FOOT MAGAZINE - 21/03/2001

 

 

 

 

Saison 1996-97, le stade de Sclessin poursuit son lifting. Le vénérable virage "terril" témoin de tant d'heures de gloire est rasé. A sa place s'élève une tribune à deux étages. André Duchene ne sait pas encore ce qu'il va en faire. Il pense y installer des salles de cinéma. A moins qu'une patinoire ou, qui sait, un salon de thé ne fasse l'affaire! Projets farfelus, voire risqués. L'endroit est devenu le repaire du Hell Side, peu connu pour son romantisme ou sa poésie. Projets vite abandonnés d'ailleurs. Donc en attendant les fonds octroyés pour l'EURO 2000 le bâtiment demeure inachevé. C'est alors une curva de style italien qui se dresse. A ciel ouvert.

Gamin du hell, interpellé par la chute d'ambiance qui transforme le chaudron en frigidaire, M se sent pousser des ailes. En compagnie de quelques amis, il s'envole vers le balcon. Naissent les Ultras Inferno. Variante latine de l'intitulé Hell Side qui lui-même tire son nom du kop, l'enfer de sclessin. La forte colonie italienne de liège adore. Elle qui se branche tous les dimanches sur la Rai en frémit de plaisir. Référence suprême de M qui ne peut nier ses origines. Plus Rital que lui, tu meurs. En compagnie de T, M et quelques autres, il est le géniteur des Ultras Inferno.

Une vie professionnelle riche et bien remplie lui prend beaucoup de temps. Les tifos c'est son hobby. Sa passion. Totalement imprégné de l'esprit Ultra, il avoue "Le Standard, Ok. Mais ce qui importe surtout, c'est le groupe. La camaraderie. Le feu sacré. Un Ultra authentique est quelqu'un qui pense, vit par et pour son clan. C'est quelqu'un qui bûche le temps qu'il faut pour être prêt le jour du match. Le trip : monter à ceux d'en face que nous sommes les meilleurs. Après, il y a la vérité du terrain. Autre chose. Les joueurs peuvent perdre une rencontre. Nous, nous devons toujours gagner. C'est ainsi !"

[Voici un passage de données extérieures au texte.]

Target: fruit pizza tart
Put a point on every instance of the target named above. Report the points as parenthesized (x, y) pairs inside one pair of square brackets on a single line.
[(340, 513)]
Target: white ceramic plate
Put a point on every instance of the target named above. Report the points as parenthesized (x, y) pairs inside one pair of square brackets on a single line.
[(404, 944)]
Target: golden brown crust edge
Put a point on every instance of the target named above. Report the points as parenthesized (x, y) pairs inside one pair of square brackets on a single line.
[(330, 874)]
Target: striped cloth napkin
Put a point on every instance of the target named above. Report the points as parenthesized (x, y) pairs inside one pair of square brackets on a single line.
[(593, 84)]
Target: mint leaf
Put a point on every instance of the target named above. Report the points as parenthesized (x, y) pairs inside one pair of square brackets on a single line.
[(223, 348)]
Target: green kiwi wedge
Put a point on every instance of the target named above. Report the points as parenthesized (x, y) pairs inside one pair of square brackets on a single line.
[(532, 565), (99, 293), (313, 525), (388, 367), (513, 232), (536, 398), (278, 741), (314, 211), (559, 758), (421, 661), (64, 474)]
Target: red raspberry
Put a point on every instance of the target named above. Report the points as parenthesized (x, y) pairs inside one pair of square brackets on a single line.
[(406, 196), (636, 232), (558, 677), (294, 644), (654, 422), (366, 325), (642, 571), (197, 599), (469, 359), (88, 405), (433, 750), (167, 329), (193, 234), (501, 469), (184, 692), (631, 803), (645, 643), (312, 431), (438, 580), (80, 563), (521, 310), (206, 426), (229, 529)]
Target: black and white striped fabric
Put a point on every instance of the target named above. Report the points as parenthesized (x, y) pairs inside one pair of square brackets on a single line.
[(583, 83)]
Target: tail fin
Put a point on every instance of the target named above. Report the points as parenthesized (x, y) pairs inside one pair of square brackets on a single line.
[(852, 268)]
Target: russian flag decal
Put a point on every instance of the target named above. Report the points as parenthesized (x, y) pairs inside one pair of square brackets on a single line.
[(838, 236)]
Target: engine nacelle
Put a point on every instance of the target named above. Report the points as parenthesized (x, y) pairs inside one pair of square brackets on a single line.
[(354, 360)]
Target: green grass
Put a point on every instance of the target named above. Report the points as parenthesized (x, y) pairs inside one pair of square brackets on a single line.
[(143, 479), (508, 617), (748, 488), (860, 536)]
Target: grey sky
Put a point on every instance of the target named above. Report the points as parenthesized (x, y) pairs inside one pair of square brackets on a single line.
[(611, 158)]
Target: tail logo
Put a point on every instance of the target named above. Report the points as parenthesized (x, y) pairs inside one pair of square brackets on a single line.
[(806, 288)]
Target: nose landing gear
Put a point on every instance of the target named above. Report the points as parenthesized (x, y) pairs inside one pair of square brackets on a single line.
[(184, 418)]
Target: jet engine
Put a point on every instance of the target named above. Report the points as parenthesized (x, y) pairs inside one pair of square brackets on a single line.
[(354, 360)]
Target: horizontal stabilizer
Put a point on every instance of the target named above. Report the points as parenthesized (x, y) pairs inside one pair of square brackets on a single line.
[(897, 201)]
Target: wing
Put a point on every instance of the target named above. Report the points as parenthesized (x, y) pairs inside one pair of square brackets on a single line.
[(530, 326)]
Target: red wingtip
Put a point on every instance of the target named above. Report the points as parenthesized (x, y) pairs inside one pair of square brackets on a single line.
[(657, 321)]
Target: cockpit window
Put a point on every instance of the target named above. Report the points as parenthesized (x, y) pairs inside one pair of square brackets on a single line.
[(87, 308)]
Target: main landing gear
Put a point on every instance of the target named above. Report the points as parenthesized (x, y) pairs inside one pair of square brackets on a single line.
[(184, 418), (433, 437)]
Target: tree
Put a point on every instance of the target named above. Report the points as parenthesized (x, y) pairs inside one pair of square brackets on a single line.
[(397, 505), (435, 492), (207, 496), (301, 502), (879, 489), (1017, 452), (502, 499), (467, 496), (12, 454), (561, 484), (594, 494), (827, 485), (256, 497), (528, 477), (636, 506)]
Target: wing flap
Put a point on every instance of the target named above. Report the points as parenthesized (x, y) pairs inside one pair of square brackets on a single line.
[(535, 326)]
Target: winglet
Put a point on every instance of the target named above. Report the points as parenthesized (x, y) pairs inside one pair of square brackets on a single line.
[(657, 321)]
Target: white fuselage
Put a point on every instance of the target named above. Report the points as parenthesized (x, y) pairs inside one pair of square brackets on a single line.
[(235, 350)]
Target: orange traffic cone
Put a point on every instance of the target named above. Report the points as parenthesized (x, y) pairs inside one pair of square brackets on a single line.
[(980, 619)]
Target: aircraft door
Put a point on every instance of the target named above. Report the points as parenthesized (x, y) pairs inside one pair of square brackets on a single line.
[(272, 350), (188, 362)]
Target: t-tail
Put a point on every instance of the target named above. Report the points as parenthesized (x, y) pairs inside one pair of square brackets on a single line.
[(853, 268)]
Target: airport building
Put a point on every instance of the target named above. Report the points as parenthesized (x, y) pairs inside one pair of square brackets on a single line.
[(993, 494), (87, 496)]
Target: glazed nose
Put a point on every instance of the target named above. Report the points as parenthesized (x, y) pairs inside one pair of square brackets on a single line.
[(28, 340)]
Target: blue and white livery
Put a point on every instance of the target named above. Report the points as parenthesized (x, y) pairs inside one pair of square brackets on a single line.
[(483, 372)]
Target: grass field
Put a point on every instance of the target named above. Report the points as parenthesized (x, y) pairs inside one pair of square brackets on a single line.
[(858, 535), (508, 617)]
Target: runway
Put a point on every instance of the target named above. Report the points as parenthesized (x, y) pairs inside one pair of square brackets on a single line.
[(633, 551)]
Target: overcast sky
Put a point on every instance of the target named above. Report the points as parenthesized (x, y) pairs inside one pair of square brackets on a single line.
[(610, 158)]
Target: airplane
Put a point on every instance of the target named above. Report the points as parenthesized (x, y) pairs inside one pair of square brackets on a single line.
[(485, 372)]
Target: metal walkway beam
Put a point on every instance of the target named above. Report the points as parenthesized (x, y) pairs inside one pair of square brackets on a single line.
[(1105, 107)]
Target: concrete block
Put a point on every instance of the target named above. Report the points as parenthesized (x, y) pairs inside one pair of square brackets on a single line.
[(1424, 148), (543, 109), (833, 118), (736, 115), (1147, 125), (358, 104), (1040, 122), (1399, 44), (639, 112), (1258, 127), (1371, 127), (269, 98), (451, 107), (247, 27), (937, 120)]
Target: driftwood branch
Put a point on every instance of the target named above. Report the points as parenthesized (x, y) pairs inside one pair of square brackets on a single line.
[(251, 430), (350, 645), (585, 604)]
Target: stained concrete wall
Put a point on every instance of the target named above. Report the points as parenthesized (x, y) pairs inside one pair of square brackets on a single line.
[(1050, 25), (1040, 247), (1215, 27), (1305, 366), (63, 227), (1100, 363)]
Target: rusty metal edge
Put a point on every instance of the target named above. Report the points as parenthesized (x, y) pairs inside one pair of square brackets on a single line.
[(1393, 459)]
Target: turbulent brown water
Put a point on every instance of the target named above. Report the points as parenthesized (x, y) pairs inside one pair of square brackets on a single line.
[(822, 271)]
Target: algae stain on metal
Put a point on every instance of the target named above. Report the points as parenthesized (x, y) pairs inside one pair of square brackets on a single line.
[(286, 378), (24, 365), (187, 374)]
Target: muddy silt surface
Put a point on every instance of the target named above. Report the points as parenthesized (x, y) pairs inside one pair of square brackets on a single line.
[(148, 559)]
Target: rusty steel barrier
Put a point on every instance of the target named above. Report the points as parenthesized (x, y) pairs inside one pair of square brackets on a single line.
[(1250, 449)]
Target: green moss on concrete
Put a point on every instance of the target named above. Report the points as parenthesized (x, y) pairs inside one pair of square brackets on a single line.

Par le biais du fan-coaching, les Ultras entament de longues négociations avec les forces de police afin d'introduire des fumigènes et oriflammes dans le stade. Les discussions aboutissent. Lors de la visite de Lokeren en Coupe de Belgique se déroule le premier tifo. Il est modeste. Mais il a le mérite d'exister. Et surtout, il donne le coup d'envoi d'un changement radical dans la manière d'appréhender le rôle du supporter. Partout maintenant, les fans lancent des rouleaux de papier en guise de serpentins géants. De grandes bannières chapeautent les gradins. Pourtant, une différence fondamentale se fait jour entre les groupes puissants. Elle se marque suivant la localisation géographique. Des têtes de pont illustrent à merveille cette observation : Bruges, Anderlecht, Liège et Charleroi. Côté Nord, le type anglo-saxon prédomine. Côté Sud, on vote résolument méditerranéen. 

 

Le Standard a fait tellement fort (et beau) dans le registre de l'animation de stade que ses fans ont même eu droit à l'ouverture du Week-end sportif ainsi qu'à des commentaires élogieux. "Pour une fois, les chevaux de frise, les autopompes et les flics casqués n'ont pas fait la Une", rigole M. "Normal ! Quand on se démène pour animer une tribune, on ne pense pas à se battre. Je ne parle pas au nom de tous, mais en ce qui me concerne, c'est le cas. La mise en place ainsi que l'installation des banderoles demandent quatre de préparation. Le Hell Side , qui soit dit en passant fête cette saison ses vingt années d'existence, reste très influent, très puissant. Voilà probablement pourquoi la Tribune 3 conserve un esprit critique, revendicatif, parfois agressif. Il est d'autant plus justifié que le club ne nous suit plus. Au temps de Thierry Luthers, nous avions quelqu'un à qui parler, et qui joignant le geste à la parole. L'arrivée de Costantin a freiné le processus. Il ne nous écoutait pas. Toutefois depuis début mars, il a enfin organisé une réunion destinée à établir une collaboration. L'intervention de Louis Smal nous fait penser qu'après cinq ans, la direction se veut plus confiante en ses fidèles. En attendant du concret, nous organisons toujours des collectes. Je rappelle aussi que la Fédération des Clubs des Supporters nous a financés et, tenez-vous bien, les joueurs, eux-mêmes, nous ont versés de l'argent. Costantin, rien jusqu'à présent. On a l'impression qu'il n'avait de la considération que pour les occupants des business seats. Oh, le foot, c'est le peuple. Quand ça se jouera uniquement devant des loges, on verra la différence. A nous maintenant d'apporter des preuves de sérieux".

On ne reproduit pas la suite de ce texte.